Possible yes, but in this context very unlikely with this plant.
Recall some background on this plant: where's it from? The eastern USA, cool
waters etc. Dutch tanks with 1.5 to 2w/gal used this plants often in their
designs in the past along with other old timer plants.
Cooler temps may help but I've done well at higher temps also.
> another way, if my nutrient levels were less than ideal at 3wpg why
> would increased lighting fix the problem? Or maybe that I was
> overdosing something whose uptake rate became fast enough under higher
> light to get it to a good, non-blocking level (maybe K+?)

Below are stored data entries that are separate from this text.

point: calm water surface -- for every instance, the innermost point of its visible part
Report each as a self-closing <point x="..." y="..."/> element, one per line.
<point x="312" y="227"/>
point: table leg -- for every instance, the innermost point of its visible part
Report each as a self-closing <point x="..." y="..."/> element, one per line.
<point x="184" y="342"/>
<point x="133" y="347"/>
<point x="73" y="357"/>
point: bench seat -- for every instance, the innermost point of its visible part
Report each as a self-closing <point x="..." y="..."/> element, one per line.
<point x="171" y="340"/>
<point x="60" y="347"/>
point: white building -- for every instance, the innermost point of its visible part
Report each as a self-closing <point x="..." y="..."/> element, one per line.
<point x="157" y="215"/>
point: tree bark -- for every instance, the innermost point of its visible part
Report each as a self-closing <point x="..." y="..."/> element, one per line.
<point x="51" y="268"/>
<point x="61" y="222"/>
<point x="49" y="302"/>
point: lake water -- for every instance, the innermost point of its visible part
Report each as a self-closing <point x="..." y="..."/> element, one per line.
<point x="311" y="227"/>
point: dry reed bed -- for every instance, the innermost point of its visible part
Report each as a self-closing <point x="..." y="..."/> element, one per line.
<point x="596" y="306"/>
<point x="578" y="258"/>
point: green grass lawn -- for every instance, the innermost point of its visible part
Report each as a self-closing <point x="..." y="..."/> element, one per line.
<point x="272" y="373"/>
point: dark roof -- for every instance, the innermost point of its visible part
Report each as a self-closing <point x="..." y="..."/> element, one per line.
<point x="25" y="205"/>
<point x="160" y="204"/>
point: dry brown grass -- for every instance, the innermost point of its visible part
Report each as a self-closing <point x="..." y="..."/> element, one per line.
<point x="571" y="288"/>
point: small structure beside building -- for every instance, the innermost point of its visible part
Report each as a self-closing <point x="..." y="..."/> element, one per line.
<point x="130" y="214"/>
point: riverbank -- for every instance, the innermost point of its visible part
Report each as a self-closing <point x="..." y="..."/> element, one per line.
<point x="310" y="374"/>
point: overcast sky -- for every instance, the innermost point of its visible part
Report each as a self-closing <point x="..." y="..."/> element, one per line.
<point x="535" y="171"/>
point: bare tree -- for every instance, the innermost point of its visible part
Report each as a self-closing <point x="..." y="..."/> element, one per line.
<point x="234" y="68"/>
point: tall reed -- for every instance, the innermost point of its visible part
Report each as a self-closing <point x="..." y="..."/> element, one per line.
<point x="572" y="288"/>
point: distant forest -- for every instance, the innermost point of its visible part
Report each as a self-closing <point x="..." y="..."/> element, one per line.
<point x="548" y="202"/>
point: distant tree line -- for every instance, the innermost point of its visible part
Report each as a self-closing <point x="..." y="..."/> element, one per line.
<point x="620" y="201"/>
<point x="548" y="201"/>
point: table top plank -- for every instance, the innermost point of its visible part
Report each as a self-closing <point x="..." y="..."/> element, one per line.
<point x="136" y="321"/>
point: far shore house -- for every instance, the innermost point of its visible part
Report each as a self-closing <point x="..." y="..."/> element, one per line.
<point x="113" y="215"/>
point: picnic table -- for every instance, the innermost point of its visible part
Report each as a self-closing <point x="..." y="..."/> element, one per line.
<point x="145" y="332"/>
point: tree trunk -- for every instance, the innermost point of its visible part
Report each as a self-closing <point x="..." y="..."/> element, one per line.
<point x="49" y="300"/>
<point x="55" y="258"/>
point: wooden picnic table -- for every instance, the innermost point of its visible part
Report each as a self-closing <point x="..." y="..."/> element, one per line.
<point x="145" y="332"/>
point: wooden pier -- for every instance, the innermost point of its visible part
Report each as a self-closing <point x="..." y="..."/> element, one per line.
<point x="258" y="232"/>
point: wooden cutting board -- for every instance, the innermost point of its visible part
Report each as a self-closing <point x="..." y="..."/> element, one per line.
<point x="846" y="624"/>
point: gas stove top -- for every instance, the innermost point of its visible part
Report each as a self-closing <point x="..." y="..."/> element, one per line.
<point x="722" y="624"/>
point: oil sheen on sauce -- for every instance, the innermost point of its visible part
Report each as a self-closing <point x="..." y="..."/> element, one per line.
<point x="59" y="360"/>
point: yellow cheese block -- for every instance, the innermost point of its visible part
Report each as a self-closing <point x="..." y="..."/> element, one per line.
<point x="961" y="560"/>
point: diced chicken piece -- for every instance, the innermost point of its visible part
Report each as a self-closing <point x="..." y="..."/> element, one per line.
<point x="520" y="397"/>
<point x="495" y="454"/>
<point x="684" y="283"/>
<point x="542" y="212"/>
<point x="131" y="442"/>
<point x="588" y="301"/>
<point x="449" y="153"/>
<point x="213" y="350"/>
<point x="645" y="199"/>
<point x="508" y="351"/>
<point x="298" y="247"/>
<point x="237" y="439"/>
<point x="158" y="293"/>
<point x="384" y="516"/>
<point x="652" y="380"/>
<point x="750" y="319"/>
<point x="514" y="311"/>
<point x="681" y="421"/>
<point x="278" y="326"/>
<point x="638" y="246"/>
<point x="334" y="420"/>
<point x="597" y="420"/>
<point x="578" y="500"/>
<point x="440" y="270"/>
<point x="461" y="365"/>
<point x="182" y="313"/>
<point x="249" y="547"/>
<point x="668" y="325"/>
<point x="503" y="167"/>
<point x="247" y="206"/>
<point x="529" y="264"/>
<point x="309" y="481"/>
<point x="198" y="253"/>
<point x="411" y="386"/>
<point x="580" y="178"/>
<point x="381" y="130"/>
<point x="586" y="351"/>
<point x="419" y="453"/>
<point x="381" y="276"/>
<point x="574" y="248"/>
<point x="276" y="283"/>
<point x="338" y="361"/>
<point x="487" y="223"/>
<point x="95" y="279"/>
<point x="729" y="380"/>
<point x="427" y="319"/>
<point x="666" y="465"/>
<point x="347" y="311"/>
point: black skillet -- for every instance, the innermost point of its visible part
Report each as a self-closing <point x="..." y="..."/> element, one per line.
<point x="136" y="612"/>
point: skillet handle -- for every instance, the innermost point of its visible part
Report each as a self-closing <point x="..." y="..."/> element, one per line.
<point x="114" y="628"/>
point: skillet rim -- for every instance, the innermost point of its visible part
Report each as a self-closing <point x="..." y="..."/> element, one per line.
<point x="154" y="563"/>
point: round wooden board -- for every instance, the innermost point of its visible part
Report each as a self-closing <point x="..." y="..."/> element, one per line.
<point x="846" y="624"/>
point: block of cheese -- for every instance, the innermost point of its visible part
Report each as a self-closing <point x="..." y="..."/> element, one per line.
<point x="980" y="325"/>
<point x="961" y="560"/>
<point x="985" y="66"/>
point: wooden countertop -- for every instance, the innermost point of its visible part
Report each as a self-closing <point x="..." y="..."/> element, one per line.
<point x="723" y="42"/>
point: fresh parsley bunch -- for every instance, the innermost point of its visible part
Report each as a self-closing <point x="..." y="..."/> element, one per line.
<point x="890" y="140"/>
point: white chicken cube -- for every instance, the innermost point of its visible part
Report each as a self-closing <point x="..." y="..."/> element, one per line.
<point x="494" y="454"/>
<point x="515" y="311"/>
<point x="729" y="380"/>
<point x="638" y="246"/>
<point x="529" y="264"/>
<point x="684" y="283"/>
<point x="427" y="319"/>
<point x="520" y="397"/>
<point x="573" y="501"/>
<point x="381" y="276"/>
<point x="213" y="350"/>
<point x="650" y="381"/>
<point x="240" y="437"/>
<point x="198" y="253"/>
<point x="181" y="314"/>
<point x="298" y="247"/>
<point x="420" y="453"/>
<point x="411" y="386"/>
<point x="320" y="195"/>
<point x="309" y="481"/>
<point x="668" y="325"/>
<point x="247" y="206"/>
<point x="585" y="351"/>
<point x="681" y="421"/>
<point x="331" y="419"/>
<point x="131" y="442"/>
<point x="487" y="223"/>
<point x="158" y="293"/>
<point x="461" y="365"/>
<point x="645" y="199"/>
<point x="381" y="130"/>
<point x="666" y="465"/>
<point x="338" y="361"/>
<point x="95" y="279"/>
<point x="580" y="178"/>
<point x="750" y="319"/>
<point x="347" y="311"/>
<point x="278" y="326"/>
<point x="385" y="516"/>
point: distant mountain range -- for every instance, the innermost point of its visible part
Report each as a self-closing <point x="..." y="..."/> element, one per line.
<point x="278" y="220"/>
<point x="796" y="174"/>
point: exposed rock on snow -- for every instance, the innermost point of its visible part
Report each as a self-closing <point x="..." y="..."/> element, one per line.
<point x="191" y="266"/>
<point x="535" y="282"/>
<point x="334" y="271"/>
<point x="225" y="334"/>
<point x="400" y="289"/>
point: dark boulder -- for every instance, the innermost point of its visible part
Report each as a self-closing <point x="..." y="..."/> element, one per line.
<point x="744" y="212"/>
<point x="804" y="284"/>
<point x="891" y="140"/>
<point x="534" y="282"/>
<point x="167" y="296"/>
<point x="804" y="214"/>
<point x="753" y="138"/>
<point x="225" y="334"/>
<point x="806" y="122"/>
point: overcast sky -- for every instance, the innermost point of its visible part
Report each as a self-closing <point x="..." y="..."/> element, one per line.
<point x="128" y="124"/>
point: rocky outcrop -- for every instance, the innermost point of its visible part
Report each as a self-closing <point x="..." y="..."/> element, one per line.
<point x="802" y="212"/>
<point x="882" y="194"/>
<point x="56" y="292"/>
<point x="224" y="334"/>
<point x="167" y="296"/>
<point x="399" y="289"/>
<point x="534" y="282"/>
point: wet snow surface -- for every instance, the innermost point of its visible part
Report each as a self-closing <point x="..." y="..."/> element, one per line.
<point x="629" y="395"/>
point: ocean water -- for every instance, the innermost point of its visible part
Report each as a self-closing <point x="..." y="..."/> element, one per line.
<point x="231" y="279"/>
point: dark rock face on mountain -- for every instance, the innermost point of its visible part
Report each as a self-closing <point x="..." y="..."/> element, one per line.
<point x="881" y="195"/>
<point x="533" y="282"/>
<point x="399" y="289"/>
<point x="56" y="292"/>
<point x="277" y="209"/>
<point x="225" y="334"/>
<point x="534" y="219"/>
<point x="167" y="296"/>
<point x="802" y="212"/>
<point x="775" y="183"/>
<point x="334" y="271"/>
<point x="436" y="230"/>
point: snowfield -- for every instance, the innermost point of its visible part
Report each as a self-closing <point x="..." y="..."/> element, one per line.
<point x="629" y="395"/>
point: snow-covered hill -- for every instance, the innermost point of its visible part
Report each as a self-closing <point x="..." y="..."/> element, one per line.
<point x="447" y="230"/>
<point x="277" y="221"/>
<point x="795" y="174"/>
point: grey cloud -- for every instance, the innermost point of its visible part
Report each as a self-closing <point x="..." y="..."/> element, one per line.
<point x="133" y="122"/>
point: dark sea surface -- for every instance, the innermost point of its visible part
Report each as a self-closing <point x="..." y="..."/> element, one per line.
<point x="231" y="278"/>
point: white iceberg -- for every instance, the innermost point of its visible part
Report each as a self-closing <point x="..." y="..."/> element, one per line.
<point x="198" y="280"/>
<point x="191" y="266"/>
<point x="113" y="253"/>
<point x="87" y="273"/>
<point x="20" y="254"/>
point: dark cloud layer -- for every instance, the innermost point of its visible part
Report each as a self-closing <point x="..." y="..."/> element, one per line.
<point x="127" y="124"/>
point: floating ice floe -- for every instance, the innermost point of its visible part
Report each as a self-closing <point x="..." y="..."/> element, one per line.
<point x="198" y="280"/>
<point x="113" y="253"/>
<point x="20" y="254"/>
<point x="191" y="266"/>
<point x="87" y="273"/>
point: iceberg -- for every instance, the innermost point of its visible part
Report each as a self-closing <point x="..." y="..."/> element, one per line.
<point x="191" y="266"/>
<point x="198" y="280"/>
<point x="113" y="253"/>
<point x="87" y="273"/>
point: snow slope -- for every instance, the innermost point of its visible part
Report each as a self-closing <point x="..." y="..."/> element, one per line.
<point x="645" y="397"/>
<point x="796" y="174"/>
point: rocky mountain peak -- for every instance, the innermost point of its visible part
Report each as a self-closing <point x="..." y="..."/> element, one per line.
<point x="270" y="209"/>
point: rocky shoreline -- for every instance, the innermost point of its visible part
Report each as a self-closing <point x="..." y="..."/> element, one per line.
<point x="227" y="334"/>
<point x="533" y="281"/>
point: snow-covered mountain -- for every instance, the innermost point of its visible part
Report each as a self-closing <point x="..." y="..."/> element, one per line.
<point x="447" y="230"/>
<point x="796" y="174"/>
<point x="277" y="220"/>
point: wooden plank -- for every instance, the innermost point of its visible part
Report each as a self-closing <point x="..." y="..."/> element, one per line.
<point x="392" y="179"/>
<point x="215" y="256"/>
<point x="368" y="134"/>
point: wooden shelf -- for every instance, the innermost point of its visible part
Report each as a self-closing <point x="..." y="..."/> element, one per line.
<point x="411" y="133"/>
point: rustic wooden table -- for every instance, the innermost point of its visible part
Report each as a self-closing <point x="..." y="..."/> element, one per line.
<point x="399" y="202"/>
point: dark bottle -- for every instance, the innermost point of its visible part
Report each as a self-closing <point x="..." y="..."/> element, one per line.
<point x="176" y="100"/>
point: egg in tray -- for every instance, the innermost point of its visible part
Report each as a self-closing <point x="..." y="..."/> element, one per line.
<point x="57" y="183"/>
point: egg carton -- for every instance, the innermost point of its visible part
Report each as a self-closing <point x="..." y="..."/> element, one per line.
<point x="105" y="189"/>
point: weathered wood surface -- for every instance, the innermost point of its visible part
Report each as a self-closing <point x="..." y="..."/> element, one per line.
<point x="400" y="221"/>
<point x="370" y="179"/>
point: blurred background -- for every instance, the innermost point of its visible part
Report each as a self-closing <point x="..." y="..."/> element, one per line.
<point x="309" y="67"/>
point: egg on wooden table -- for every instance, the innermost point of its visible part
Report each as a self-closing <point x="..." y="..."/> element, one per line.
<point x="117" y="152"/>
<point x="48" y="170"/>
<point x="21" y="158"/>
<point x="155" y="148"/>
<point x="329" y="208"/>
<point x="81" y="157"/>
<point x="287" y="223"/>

Naw. You can adjust things and standardize them relatively easily. Big water
changes, using teaspoon and ml measurements,2-3x a week etc get everyone on
the same page.
The effects of adding more light become clearer when this is done.
> Absolutely not, but I think a fruitful line of questioning would be
> what I mentioned above; what are you adding and I am not (or adding too
> much) that higher light levels are somehow compensating for?
Folks ask this all the time.
But you see it everyday, I tell folks to do the same old tihning I've been
doing all along.
Big water changes, nutrients, good CO2(D diandra hates poor CO2 levels IME),
lots of plants, good pruning, adding enough herbivores, having a good fish
It does seem to do better in cooler softer water.
>> High light has made the narrowing of the ranges of good plant growth
>> better IMO. Then this same knowledge can be applied to the lower light
>> with great results.
> Right. So with your new 800wpg tank we should have proper N-P-K levels
> down to 5 or 6 significant digits, right? :)
Few folks have kits that are even good to 1 digits like for NO3 and worse
I'd be happy with a reg water change and adding the KNO3 like I tell them
to, CO2 at 20-30ppm. Basic things.
I have a science background but I it's quite tempered with practical DIY
experience before I got into the science.